OPINION:
My father Chris started his business, ATM Detailing, when I was very little. As I grew, so did the business. It was a staple of my childhood, where my dad was able to teach me skills in entrepreneurship, accounting and business. In high school, it was my part-time job. I cleaned ATMs and removed oil stains in the teller lanes of bank branches. It was dirty work, but I could set my own hours, which I would brag about to my friends working in fast food. I was my own boss.
Fast forward 10 years — my dad’s business, along with millions of others, are under threat from Congress and the PRO Act. This “pro-labor” bill is anything but pro-labor. In fact, it sacrifices independent contractors, freelancers and the small businesses that rely on them in the name of protecting organized labor from “greedy” corporate America. The PRO Act passed the House in March and is now waiting for Senate deliberations. But if the Senate is wise, it’ll kill this bill where it stands.

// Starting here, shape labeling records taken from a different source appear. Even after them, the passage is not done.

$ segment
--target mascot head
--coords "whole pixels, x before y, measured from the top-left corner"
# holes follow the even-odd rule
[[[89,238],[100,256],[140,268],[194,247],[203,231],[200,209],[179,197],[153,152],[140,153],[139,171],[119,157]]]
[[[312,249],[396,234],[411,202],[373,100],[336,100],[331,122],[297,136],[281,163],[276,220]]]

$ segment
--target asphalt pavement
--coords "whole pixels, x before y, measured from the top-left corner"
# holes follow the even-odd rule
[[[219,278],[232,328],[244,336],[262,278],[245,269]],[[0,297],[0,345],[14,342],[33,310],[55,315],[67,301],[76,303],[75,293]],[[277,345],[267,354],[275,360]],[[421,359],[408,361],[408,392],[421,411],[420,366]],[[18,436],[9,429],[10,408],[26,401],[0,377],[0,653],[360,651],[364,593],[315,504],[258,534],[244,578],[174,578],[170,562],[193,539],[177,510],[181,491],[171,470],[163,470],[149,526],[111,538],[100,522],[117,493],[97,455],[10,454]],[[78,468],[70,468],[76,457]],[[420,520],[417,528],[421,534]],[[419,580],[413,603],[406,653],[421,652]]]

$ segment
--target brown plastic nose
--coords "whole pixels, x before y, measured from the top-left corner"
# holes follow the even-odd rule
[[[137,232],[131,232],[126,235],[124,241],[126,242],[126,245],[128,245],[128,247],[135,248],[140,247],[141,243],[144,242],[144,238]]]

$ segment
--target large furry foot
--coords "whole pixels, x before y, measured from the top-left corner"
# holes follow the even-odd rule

My family is particularly concerned with one piece of the bill that states that an employee can only be considered an independent contractor if “the service is performed outside the usual course of the business of the employer.” By that standard, none of the workers my family hires would qualify as independent contractors because their work cleaning ATMs is a part of the usual course of business. In order to keep them on, they’d all have to be regarded as regular employees.
Why’s that a problem? Just ask my dad.
The cost of having everyone as an employee is far outside of his margin. He’ll be on the hook to pay payroll taxes, 401k matching contributions, and to buy new trucks and equipment. What’s more, his own insurance costs would skyrocket since ATM Detailing consists of 19 contractors scattered across the Midwest, working just a few hours a week. If my dad is required to follow new regulations and pay the taxes, he’ll only be able to keep two employees on as full-time workers. And those two workers would have quite the job on their hands. They’d essentially become travelling cleaners, roaming the Midwest to manage all the work.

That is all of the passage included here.